The Archbishop of Canterbury thinks that without Christianity there would be no British culture. What codswallop. I guess I must be an uncultured Brit. Sure a thousand years ago when Britain was little more than series of tribes this might have been true in theory. The Christianity they practiced then was very loose and totally different to the one the Archbishop believes in. And then there were the Protestants who burnt Catholics at the stake, and Mary Tudor got back and burnt Protestants, and then the Huguenots came and the Dutch and the Jews and the Indians and the Muslims and the West Indians and the Sikhs and the Buddhists, and somewhere in the middle came the Marxists and the Atheists and the Rosicrucians and the Wiccans, and bless me if there isn’t still a weeny bit of the Archbishop’s Anglicanism in the stew, but it’s hardly recognizable and nowadays most Britons don’t seem to care very much.

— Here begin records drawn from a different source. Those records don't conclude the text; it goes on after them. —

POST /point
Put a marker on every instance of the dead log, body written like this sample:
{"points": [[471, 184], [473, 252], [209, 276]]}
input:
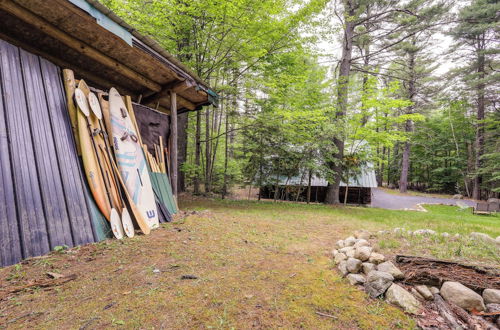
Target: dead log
{"points": [[434, 272], [447, 314], [44, 283]]}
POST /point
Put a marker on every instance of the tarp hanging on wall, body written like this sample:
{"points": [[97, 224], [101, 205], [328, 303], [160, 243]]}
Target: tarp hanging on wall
{"points": [[42, 199]]}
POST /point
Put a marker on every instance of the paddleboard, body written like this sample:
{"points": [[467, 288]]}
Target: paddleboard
{"points": [[89, 157], [130, 159]]}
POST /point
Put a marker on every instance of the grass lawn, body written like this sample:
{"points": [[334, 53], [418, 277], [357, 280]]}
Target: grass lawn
{"points": [[257, 264]]}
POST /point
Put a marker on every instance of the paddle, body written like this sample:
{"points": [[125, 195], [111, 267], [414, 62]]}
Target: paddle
{"points": [[114, 217], [128, 226]]}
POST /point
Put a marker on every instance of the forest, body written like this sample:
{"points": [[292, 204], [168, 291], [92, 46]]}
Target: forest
{"points": [[328, 86]]}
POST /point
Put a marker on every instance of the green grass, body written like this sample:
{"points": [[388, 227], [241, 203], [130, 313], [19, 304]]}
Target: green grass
{"points": [[258, 264]]}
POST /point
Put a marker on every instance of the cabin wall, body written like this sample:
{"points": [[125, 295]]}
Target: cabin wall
{"points": [[355, 195], [43, 201]]}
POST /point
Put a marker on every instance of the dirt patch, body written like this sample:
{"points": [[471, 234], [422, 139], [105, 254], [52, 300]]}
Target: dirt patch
{"points": [[435, 272]]}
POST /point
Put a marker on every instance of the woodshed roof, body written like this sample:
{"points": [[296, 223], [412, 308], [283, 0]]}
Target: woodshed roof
{"points": [[98, 46]]}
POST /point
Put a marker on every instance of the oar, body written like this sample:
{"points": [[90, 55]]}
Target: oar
{"points": [[128, 226], [114, 217]]}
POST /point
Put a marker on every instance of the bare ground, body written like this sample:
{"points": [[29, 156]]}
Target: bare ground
{"points": [[249, 268]]}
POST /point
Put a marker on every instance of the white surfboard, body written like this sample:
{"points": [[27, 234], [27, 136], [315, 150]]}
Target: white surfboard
{"points": [[130, 159]]}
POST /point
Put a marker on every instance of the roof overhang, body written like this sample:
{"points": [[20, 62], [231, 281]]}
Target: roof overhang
{"points": [[101, 48]]}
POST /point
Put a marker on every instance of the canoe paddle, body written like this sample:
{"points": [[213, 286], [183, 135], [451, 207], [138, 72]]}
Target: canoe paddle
{"points": [[128, 226], [114, 218]]}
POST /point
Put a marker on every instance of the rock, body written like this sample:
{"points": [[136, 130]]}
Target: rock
{"points": [[367, 267], [363, 253], [493, 308], [363, 234], [417, 294], [345, 249], [377, 283], [340, 244], [356, 279], [462, 296], [425, 292], [353, 265], [339, 257], [360, 243], [482, 237], [424, 232], [398, 230], [351, 253], [398, 296], [390, 268], [376, 258], [349, 241], [434, 290], [343, 267], [491, 296]]}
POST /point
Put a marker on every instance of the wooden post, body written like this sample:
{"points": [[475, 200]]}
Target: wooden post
{"points": [[173, 137]]}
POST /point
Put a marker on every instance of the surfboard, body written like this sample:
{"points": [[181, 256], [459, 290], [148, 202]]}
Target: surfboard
{"points": [[130, 159], [91, 165]]}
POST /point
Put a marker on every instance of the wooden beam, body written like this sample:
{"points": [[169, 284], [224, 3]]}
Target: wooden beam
{"points": [[83, 48], [173, 137], [175, 86]]}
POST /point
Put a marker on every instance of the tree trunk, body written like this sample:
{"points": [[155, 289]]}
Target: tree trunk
{"points": [[208, 156], [476, 190], [197, 153], [405, 164], [332, 194], [182, 130]]}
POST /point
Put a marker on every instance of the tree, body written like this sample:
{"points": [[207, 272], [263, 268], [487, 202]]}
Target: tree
{"points": [[475, 33]]}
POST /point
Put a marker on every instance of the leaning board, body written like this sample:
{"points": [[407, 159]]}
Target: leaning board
{"points": [[130, 159]]}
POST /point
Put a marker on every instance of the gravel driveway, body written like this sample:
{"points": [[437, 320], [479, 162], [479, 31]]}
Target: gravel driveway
{"points": [[385, 200]]}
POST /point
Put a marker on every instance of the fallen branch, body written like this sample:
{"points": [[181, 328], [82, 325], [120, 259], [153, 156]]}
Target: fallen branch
{"points": [[327, 315], [39, 284]]}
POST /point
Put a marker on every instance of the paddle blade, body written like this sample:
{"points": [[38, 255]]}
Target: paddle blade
{"points": [[128, 226], [95, 106], [81, 101], [116, 224]]}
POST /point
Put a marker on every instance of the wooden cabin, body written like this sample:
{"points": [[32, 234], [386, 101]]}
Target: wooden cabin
{"points": [[295, 188], [44, 198]]}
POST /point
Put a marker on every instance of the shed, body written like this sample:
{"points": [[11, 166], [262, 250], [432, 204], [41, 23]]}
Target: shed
{"points": [[296, 187], [44, 201]]}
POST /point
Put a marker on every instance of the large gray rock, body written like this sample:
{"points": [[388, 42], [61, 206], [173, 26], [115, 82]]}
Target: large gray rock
{"points": [[339, 257], [353, 265], [351, 253], [343, 268], [356, 279], [349, 241], [483, 237], [361, 242], [491, 296], [424, 292], [398, 296], [346, 249], [364, 234], [363, 253], [462, 296], [377, 283], [390, 268], [367, 267], [376, 258]]}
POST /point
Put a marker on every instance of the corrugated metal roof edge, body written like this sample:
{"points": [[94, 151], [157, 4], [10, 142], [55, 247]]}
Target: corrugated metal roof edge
{"points": [[153, 44]]}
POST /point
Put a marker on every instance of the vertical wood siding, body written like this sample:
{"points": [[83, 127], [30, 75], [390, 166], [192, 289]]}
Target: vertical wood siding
{"points": [[42, 200]]}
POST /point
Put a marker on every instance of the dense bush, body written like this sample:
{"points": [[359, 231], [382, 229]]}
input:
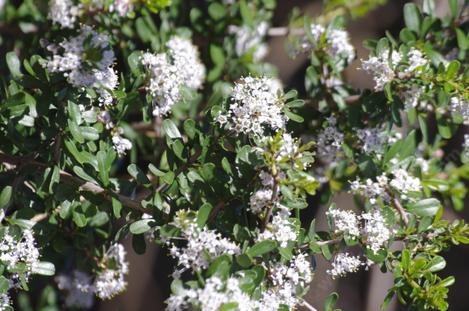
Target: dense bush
{"points": [[158, 119]]}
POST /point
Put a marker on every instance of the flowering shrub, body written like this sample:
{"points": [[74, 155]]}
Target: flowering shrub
{"points": [[159, 120]]}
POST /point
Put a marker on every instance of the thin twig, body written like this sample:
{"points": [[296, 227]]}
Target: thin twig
{"points": [[284, 31], [70, 179], [39, 217], [308, 306], [397, 205], [273, 198]]}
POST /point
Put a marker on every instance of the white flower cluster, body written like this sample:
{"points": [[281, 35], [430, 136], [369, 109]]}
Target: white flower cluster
{"points": [[401, 181], [248, 39], [169, 72], [411, 96], [373, 190], [86, 60], [416, 60], [286, 279], [255, 104], [329, 141], [15, 250], [372, 139], [382, 67], [338, 42], [212, 296], [259, 200], [375, 230], [280, 229], [5, 302], [121, 144], [78, 288], [466, 145], [346, 222], [63, 13], [460, 107], [288, 149], [405, 183], [203, 245], [110, 281], [344, 263], [122, 7]]}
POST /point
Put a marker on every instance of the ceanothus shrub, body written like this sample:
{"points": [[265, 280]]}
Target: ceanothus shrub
{"points": [[159, 120]]}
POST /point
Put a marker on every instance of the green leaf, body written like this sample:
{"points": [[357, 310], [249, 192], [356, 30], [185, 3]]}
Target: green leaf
{"points": [[5, 196], [412, 17], [89, 133], [171, 129], [4, 284], [103, 168], [43, 268], [216, 10], [454, 7], [425, 207], [116, 207], [13, 64], [261, 248], [138, 174], [220, 266], [189, 128], [75, 131], [330, 302], [203, 214], [409, 145], [140, 226], [437, 263], [452, 69], [135, 62], [246, 13], [294, 117], [79, 219]]}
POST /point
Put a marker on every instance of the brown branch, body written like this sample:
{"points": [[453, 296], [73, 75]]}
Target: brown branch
{"points": [[39, 217], [272, 199], [284, 31], [397, 205], [70, 179]]}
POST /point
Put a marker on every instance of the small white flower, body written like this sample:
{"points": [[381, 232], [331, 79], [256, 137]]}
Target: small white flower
{"points": [[382, 68], [111, 281], [203, 245], [405, 183], [5, 302], [63, 12], [169, 72], [466, 145], [86, 61], [345, 222], [248, 39], [78, 289], [460, 107], [338, 43], [121, 144], [416, 60], [255, 105], [280, 229], [259, 200], [344, 263], [372, 139], [329, 141], [375, 230], [15, 250]]}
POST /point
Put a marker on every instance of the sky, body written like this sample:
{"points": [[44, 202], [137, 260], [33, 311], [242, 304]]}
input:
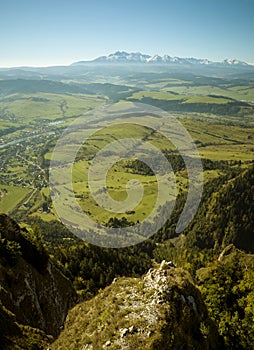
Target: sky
{"points": [[60, 32]]}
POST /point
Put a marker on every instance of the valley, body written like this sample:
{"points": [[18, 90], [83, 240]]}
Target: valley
{"points": [[202, 295]]}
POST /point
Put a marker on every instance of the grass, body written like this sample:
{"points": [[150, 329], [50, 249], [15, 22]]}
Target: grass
{"points": [[12, 196]]}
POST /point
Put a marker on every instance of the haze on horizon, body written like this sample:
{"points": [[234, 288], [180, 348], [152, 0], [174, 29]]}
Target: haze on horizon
{"points": [[47, 33]]}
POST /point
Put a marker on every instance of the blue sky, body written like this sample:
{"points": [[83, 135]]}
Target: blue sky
{"points": [[39, 33]]}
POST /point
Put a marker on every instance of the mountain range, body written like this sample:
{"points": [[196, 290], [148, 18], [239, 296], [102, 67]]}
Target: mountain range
{"points": [[139, 58]]}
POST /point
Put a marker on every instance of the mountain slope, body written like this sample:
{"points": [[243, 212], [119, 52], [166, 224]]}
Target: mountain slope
{"points": [[226, 215], [137, 57], [31, 287], [162, 310]]}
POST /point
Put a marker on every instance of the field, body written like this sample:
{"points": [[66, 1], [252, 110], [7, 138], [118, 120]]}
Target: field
{"points": [[218, 114]]}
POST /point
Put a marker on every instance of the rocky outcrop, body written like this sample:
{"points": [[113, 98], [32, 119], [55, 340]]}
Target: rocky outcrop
{"points": [[31, 287], [162, 310]]}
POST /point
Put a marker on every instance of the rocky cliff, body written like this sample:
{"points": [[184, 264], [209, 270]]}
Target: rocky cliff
{"points": [[33, 292], [162, 310]]}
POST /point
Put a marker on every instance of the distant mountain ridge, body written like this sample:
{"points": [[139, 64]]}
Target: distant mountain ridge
{"points": [[139, 58]]}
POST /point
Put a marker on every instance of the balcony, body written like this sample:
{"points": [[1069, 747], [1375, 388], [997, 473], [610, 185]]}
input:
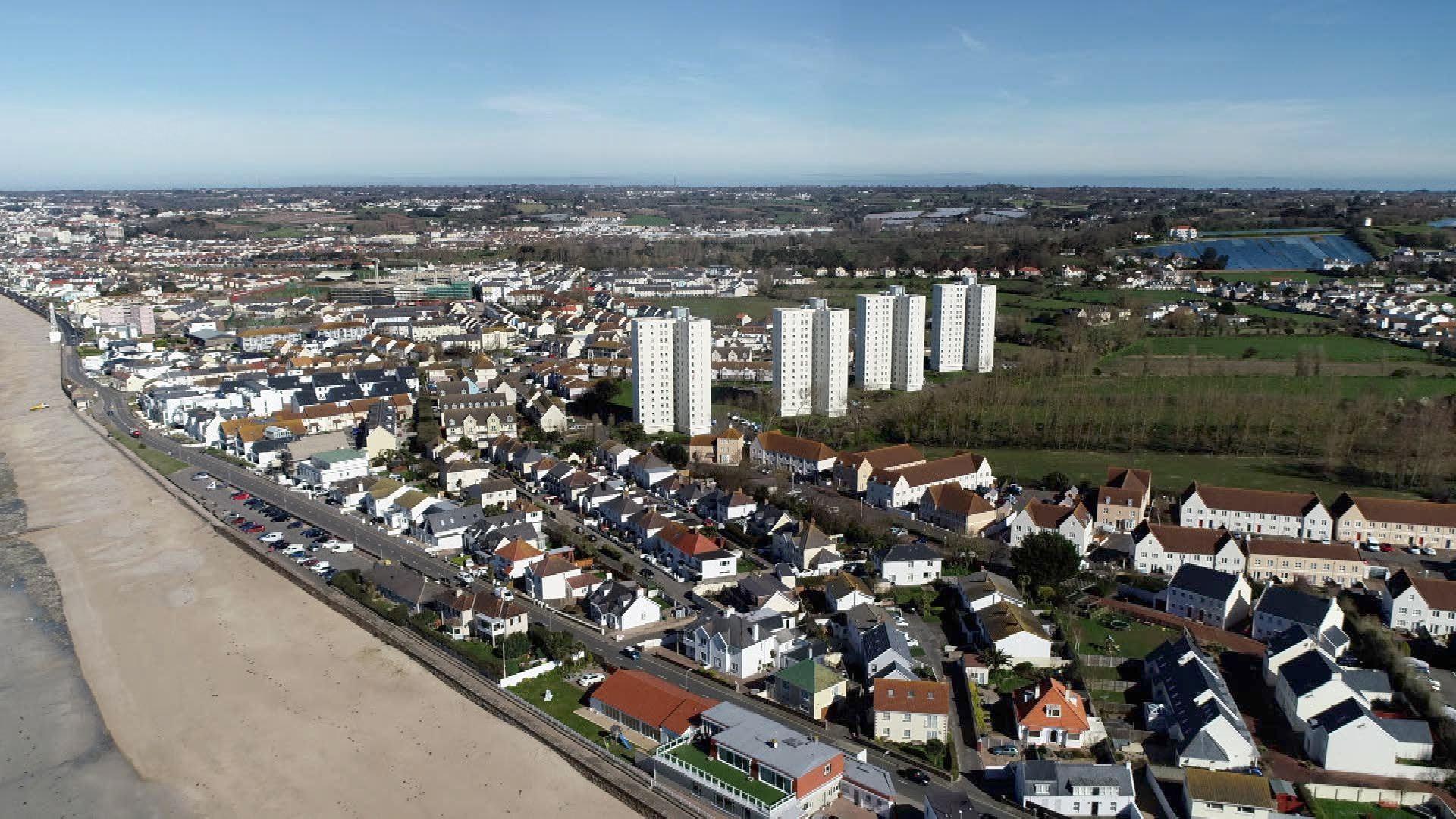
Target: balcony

Let everyone practice whatever nonsense they want to. Just don’t hurt other people, overturn their gravestones, daub swastikas on their places of worship; don’t ram your beliefs into their faces (difficult I know for those who think they are right and everyone else is wrong). I love my religion, but I am not blind. I can see how religions develop and I’m under no illusions about mine. I believe it is right for me. I don’t want to push it onto anyone else and I deeply resent any do-gooder trying to tell me that he or she has found God and truth but I have not. It’s as dumb as those who say they know which soccer team God supports. And I confess I get mightily annoyed when I hear Jews say that all non-Jews are immoral, drunken anti-Semites who would like nothing more than to shove us all into gas chambers.
So happy holidays, everyone, as they say in New York.